Uğur ile olan telefon konuşmasından sonra Selim ilk işi Cem'i aramak olmuştu ama ona bir türlü ulaşamamıştı. Ardından kapıda nöbet tutan polis memurunu aradığında polis arkadalarını geçirmek için aşağıya kadar indiğinden ve bir daha da gelmediğinden bahsedince Selim tüm karakolu ayağa kaldırmıştı.

Selim çelik yeleğini son bir kez daha aşağıya çekiştirip iki eliyle tuttuğu silahını mekanın arka çıkış kapısına doğrultarak derin bir nefes aldı. "Herkes hazır mı?" diye sordu kulağında ki kulaklığa.

Mahallenin dört bir yanını ekip araçları ile çevirmiştiler fakat içeri kendi ekibindekilerle girecekti. Ayşe ile Onur Oğuz'u güvenli bir yere götürmek için gittiklerinden geriye Ömer, Kerim ve Şehmuz kalmıştı.

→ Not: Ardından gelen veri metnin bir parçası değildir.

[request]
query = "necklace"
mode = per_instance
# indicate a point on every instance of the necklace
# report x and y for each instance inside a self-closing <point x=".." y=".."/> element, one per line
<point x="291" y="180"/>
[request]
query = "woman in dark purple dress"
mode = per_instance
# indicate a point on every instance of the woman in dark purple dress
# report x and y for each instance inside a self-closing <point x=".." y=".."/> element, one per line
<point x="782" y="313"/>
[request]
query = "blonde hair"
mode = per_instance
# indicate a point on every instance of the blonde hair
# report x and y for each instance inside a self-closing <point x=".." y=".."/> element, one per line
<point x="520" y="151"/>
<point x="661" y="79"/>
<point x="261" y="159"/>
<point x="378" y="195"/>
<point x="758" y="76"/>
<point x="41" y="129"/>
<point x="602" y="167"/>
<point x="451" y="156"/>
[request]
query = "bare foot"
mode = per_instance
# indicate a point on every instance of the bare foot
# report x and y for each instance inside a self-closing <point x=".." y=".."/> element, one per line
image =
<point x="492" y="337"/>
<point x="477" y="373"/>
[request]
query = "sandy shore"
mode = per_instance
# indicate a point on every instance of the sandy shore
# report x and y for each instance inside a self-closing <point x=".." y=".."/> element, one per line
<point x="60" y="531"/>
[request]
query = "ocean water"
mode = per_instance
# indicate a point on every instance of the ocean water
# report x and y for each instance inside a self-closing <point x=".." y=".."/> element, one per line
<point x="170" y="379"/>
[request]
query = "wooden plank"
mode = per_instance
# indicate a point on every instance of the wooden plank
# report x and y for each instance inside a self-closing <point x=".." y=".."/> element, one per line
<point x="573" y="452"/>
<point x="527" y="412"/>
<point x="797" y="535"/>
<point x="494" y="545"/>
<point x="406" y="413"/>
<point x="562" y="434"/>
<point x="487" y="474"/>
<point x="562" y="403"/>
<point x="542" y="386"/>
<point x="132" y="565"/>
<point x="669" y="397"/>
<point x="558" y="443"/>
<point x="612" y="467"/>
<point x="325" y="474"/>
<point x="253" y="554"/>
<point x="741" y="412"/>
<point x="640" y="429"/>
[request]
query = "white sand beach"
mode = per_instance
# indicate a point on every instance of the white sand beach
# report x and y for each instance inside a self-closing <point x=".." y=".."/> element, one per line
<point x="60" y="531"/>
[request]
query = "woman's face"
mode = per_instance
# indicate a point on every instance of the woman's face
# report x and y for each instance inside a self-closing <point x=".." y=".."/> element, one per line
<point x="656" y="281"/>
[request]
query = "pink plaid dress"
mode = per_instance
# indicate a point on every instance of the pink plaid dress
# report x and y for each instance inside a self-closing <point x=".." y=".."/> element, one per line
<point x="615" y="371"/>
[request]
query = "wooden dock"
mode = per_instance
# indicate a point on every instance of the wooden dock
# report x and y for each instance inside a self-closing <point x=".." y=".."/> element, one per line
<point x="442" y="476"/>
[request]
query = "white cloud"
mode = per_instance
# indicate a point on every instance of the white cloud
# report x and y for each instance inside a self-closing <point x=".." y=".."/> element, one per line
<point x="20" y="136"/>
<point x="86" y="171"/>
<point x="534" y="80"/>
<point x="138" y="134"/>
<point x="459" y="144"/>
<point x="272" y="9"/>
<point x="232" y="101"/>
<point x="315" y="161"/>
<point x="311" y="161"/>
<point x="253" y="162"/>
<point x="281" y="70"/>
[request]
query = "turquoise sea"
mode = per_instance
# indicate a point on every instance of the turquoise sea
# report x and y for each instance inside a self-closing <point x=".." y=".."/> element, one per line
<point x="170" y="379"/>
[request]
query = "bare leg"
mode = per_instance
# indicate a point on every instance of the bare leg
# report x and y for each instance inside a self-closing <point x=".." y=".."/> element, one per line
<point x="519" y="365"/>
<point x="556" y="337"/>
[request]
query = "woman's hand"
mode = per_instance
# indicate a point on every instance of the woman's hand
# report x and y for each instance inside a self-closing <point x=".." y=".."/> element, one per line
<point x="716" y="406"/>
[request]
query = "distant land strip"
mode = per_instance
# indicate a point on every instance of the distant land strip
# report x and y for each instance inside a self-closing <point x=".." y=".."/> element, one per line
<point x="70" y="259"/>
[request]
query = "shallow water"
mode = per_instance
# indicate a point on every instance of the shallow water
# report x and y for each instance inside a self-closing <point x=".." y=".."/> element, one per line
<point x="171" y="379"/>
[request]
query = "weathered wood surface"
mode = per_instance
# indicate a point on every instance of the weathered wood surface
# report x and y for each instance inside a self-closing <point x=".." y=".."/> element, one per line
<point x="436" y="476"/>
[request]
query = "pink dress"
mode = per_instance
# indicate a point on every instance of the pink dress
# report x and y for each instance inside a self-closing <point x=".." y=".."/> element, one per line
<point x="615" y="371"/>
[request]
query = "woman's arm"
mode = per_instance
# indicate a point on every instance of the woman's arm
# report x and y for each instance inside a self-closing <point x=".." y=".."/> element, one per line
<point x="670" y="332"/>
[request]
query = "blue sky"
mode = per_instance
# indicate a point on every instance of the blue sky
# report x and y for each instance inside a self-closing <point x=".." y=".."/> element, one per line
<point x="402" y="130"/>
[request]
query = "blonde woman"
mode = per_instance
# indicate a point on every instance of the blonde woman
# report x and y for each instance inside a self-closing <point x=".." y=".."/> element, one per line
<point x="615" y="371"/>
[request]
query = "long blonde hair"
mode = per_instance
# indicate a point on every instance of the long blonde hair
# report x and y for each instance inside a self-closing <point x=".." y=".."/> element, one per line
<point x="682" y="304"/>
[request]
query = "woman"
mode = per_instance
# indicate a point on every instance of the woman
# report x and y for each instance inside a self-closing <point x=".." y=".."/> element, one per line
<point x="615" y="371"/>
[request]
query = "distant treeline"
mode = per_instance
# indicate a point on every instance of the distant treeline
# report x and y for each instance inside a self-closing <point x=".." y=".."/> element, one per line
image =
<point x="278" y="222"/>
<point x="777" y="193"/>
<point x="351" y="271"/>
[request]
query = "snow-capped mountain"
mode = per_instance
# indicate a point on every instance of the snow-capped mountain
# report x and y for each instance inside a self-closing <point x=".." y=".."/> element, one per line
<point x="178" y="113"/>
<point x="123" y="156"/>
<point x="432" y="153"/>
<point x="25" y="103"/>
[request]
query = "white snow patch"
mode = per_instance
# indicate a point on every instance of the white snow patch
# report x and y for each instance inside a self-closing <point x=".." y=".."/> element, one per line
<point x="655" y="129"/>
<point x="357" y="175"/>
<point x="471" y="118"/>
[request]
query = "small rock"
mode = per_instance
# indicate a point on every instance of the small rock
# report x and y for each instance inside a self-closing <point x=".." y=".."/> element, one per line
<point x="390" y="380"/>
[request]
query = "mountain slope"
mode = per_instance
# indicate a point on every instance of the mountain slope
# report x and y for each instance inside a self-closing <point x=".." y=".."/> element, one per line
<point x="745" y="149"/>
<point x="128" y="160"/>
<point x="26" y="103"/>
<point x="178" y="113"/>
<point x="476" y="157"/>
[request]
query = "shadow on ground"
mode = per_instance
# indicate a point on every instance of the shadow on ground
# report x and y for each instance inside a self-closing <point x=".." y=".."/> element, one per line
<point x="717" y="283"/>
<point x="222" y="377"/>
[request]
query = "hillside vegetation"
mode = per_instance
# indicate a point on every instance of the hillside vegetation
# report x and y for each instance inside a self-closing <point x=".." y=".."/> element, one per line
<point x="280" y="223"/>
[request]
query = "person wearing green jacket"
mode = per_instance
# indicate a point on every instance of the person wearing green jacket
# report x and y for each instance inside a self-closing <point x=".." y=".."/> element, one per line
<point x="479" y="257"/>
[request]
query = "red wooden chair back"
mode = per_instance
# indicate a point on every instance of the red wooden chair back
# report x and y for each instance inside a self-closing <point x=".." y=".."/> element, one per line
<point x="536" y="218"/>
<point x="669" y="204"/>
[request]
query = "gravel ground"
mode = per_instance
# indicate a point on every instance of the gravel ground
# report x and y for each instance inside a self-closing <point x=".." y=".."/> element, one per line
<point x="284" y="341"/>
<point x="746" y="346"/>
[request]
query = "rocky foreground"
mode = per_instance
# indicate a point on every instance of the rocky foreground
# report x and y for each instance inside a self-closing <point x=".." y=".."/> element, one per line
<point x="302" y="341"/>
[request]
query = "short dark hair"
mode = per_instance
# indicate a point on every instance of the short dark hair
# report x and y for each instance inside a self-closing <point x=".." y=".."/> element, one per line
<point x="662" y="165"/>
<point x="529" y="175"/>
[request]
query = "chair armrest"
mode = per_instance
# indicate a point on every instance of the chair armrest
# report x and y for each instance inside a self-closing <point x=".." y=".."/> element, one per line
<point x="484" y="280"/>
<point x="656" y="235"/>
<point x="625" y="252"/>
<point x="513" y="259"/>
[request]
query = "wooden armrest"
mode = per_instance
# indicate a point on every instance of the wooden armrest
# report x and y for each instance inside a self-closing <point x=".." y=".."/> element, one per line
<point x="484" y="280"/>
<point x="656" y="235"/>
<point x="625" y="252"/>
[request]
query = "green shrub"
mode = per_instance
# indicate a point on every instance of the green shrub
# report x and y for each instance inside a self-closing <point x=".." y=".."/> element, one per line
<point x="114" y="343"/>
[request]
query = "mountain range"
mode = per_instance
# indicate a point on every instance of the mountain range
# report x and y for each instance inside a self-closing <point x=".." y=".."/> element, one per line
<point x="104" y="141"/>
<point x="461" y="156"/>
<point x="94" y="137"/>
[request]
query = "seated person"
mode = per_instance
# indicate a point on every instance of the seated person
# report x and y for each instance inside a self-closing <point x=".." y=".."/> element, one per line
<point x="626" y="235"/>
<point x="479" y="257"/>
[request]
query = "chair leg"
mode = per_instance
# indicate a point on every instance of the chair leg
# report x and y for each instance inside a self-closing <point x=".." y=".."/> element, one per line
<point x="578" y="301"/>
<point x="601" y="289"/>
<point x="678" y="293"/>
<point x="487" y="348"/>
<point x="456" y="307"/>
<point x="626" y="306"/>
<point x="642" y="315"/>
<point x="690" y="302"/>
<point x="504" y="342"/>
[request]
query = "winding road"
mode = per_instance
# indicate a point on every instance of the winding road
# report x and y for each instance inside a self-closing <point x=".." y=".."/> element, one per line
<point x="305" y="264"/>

Ekibinin tamamı hazırdı. Şehmuz onunlaydı zaten Ömer ile Kerim de aynı anda ön kapıdan gireceklerdi.

"Üç dediğimde dalıyoruz" diye fısıldadı Selim. "Bir, iki, üç" dediği an kapıya tekmeyi basıp sonuna kadar açtı ve boş koridorda seri adımlarla ilerlediler.

Buraya daha önce hiç gelmemiş olmasına rağmen düzeneğini ezberlemişti ve patronların odalarına doğru ilerlerken Uğur'u koridorda tek başına bir sandalyede oturmuş elindeki türk kahvesinden usulca yudumlarken buldu.

Az önce tekme bastığı kapıya çokta uzak değildiler yani o koca gürültüyü duymamış olması imkansızdı. Bu yaptığı veya sergilediği şey çok mantıksızdı yani.

Şehmuz da Uğur'un bu sanki hiç bir şeyden haberi yokmuş tavrına şaşırarak ondan sadece iki adım önde olan Komiserine bakıp vereceği emri bekledi.

Selim ona eliyle orada duymasını ve etrafı kolacak etmesini işaret edip silahını Uğur'un üzerinden ayırmadan adım adım ilerlerken Uğur başını kaldırıp kendisine bakarak gülümsedi. "Ooo Narkotik şubesinin göz bebeği Komiser Selim bey hazretleri de teşrif edebildiler sonunda."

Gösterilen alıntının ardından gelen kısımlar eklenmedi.